Prediction patterns for initiation region of a- helix of proteins.
Baby Joseph1 and Vrundha M. Nair2
1Department(s) of Biotechnology, 2Bioinformatics, Malankara Catholic College, Mariagiri, Kaliakkavilai - 629153, Kanyakumari District, TamilNadu, India.
Joseph B, Nair VM., Prediction patterns for initiation region of a- helix of proteins, Onl J Bioinform., 20(1):23-31, 2019. The role of secondary and tertiary structure in protein folding remains unknown. Experiments show that not all the proteins fold spontaneously in the cell. Molecular chaperon proteins assist target proteins to initiate folding paths. Elucidation of protein folding may assist treatment of Alzheimer’s, Huntington’s, Parkinson's, CJD, Mad Cow (BSE), and cancer. Prediction of conserved patterns of secondary structural elements could increase accuracy of secondary structure prediction and protein folding.
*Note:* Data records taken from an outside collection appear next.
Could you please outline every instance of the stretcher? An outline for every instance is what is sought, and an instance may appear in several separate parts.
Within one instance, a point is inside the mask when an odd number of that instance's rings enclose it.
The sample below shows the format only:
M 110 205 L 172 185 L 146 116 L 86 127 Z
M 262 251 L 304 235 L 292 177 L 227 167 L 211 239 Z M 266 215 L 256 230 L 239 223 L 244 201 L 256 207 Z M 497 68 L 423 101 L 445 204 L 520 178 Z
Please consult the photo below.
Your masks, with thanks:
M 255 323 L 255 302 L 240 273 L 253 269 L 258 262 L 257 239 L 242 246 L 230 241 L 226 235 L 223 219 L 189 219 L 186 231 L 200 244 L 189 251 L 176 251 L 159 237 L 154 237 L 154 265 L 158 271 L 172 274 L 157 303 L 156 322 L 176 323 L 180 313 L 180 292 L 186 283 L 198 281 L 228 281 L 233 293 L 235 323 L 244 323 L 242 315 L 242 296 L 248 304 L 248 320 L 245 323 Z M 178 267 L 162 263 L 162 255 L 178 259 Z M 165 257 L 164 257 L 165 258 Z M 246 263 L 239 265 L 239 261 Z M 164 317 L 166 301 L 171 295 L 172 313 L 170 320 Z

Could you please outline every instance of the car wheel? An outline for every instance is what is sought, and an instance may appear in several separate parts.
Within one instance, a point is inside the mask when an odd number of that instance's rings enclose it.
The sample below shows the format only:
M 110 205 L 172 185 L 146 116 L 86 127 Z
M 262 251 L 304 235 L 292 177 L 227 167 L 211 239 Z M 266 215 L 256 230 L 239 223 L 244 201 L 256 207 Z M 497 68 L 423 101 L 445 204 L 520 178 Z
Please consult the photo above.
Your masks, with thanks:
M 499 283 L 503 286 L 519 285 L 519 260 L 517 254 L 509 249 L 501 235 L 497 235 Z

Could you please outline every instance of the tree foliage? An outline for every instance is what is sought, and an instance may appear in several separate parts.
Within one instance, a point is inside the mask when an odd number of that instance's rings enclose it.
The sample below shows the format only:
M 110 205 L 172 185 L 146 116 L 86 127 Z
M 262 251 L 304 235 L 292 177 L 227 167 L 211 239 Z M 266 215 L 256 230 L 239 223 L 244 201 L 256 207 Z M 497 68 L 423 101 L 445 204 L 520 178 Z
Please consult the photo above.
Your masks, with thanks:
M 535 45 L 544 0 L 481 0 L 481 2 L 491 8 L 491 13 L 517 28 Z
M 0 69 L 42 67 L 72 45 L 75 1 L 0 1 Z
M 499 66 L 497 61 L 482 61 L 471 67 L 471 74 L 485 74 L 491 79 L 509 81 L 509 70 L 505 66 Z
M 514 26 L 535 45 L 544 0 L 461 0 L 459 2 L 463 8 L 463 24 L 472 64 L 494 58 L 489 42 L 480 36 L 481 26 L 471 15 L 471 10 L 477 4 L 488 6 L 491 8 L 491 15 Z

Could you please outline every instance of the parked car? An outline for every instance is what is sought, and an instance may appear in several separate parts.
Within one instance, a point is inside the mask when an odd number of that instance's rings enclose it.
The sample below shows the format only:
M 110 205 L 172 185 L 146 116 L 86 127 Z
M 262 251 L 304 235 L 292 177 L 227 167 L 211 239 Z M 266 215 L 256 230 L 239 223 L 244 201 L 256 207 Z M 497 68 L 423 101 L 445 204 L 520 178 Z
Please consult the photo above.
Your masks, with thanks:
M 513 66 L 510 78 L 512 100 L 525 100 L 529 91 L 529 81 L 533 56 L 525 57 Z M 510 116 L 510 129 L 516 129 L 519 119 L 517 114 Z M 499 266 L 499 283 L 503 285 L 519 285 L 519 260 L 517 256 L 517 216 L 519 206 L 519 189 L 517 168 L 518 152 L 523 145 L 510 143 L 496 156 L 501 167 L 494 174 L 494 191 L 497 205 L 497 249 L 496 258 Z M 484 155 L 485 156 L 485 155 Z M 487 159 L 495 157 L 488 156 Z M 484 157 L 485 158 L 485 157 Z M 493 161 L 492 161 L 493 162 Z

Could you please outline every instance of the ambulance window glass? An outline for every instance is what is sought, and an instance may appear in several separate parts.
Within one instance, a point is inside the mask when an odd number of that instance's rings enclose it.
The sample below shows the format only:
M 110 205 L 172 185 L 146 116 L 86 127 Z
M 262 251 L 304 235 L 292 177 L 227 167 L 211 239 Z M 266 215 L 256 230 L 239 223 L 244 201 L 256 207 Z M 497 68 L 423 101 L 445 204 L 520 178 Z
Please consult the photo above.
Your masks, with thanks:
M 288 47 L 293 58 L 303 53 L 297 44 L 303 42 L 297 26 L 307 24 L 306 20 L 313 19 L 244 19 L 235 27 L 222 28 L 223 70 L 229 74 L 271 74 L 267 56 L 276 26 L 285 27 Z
We describe conserved patterns in the initiation region of the alpha helix. The 3D structural details of PDB flat files and PERL were used to identify frequency of triplet occurrence in upstream and downstream initiation site of alpha helix. Three high propensity conserved patterns were identified in the initiation region of the alpha helix.
Keywords: alpha helix, protein folding, initiation site, PERL, PDB.